18178817. JOINT NEURAL DENOISING OF SURFACES AND VOLUMES simplified abstract (NVIDIA Corporation)
Contents
- 1 JOINT NEURAL DENOISING OF SURFACES AND VOLUMES
- 1.1 Organization Name
- 1.2 Inventor(s)
- 1.3 JOINT NEURAL DENOISING OF SURFACES AND VOLUMES - A simplified explanation of the abstract
- 1.4 Simplified Explanation
- 1.5 Potential Applications
- 1.6 Problems Solved
- 1.7 Benefits
- 1.8 Potential Commercial Applications
- 1.9 Possible Prior Art
- 1.10 Original Abstract Submitted
JOINT NEURAL DENOISING OF SURFACES AND VOLUMES
Organization Name
Inventor(s)
Nikolai Till Hofmann of Nuremberg (DE)
Jon Niklas Theodor Hasselgren of Bunkeflostrand (SE)

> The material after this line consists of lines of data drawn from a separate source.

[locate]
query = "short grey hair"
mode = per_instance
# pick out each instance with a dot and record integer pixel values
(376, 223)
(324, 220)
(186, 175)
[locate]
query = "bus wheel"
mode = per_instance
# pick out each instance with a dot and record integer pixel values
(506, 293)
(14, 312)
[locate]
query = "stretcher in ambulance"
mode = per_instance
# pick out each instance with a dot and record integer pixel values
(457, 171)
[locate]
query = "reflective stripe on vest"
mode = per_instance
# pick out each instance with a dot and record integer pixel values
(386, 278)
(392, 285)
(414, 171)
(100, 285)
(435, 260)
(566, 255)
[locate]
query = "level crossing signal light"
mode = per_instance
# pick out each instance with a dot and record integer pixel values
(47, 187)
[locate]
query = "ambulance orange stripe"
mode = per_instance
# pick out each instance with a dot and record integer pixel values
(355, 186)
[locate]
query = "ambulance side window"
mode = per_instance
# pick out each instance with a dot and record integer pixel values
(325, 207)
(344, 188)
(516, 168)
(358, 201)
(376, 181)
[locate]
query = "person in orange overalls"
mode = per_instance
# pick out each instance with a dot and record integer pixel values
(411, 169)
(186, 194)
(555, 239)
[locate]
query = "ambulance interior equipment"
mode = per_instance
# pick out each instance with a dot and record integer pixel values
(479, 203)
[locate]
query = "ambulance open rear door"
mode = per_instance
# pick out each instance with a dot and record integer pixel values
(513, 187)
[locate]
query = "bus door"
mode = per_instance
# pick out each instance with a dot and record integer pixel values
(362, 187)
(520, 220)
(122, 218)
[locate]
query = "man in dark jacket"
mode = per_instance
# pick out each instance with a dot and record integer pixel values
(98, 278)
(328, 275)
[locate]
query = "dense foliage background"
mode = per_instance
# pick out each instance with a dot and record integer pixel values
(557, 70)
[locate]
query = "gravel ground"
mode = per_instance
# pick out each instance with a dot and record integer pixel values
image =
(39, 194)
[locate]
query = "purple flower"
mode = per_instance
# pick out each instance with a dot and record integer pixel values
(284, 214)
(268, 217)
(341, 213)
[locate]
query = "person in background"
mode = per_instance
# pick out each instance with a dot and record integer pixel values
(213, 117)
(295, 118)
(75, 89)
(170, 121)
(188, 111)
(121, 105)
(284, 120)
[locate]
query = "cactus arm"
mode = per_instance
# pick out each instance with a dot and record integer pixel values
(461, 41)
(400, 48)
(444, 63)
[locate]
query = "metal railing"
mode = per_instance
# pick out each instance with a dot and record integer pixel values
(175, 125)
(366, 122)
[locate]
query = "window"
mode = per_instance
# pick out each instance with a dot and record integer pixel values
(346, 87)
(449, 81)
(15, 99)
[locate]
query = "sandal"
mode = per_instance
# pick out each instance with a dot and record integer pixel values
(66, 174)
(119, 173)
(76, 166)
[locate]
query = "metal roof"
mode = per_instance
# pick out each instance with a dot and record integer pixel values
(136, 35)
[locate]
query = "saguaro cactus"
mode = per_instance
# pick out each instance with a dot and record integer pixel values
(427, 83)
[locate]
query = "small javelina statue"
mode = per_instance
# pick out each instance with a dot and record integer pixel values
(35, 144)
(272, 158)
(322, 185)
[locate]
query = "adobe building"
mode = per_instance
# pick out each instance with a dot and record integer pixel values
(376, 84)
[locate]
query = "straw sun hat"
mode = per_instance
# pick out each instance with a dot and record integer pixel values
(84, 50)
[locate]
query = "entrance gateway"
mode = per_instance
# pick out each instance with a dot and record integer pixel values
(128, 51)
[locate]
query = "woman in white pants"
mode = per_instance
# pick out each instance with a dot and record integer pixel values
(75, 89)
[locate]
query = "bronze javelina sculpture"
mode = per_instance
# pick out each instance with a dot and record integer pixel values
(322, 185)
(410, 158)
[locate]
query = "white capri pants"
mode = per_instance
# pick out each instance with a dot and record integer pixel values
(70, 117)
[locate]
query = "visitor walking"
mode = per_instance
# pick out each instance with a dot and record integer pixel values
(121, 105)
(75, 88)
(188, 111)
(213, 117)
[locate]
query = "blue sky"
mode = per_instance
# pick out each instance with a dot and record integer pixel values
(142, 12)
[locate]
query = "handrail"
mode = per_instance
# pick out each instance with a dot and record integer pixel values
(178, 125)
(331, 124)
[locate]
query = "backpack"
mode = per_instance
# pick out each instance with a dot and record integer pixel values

Carl Jacob Munkberg of Malmö (SE)
JOINT NEURAL DENOISING OF SURFACES AND VOLUMES - A simplified explanation of the abstract
This abstract first appeared for US patent application 18178817 titled 'JOINT NEURAL DENOISING OF SURFACES AND VOLUMES
Simplified Explanation
In this patent application, a method for denoising images rendered using Monte Carlo sampled ray tracing is described. The technique focuses on improving image quality when low sample counts are used, especially in scenes that include volumes in addition to surface geometry. By jointly denoising surfaces and volumes, the method enables real-time denoising of combined volume and surface components from low sample count renderings.
- Explanation of the patent:
* Decomposition of at least one rendered image into volume and surface layers * Utilization of spatio-temporal neural denoisers for both surface and volume components * Compositing of denoised surface and volume components using learned weights and denoised transmittance * Outperformance of current denoisers in scenes containing both surfaces and volumes, producing temporally stable results at interactive rates
Potential Applications
The technology described in this patent application can be applied in various fields such as computer graphics, virtual reality, augmented reality, and gaming industries.
Problems Solved
- Improved image quality in ray traced scenes with low sample counts
- Real-time denoising of complex scenes containing volumes and surfaces
- Enhanced visual experience for users in interactive applications
Benefits
- Enhanced image quality in real-time rendering
- Reduction of noise in scenes with volumes and surfaces
- Improved performance and visual fidelity in interactive applications
Potential Commercial Applications
- Video game development
- Virtual reality experiences
- Film and animation production
- Architectural visualization
Possible Prior Art
One possible prior art in this field is the use of traditional denoising techniques in computer graphics, which may not be as effective in handling complex scenes with volumes and surfaces.
Unanswered Questions
How does this method compare to traditional denoising techniques in terms of performance and quality?
The article does not provide a direct comparison between this method and traditional denoising techniques. It would be interesting to see a side-by-side evaluation of the two approaches to understand their relative strengths and weaknesses.
What are the computational requirements of implementing this joint denoising method in real-time applications?
The article does not delve into the computational aspects of implementing this method in real-time scenarios. Understanding the computational overhead and hardware requirements would be crucial for assessing the practicality of this technique in various applications.
Original Abstract Submitted
Denoising images rendered using Monte Carlo sampled ray tracing is an important technique for improving the image quality when low sample counts are used. Ray traced scenes that include volumes in addition to surface geometry are more complex, and noisy when low sample counts are used to render in real-time. Joint neural denoising of surfaces and volumes enables combined volume and surface denoising in real time from low sample count renderings. At least one rendered image is decomposed into volume and surface layers, leveraging spatio-temporal neural denoisers for both the surface and volume components. The individual denoised surface and volume components are composited using learned weights and denoised transmittance. A surface and volume denoiser architecture outperforms current denoisers in scenes containing both surfaces and volumes, and produces temporally stable results at interactive rates.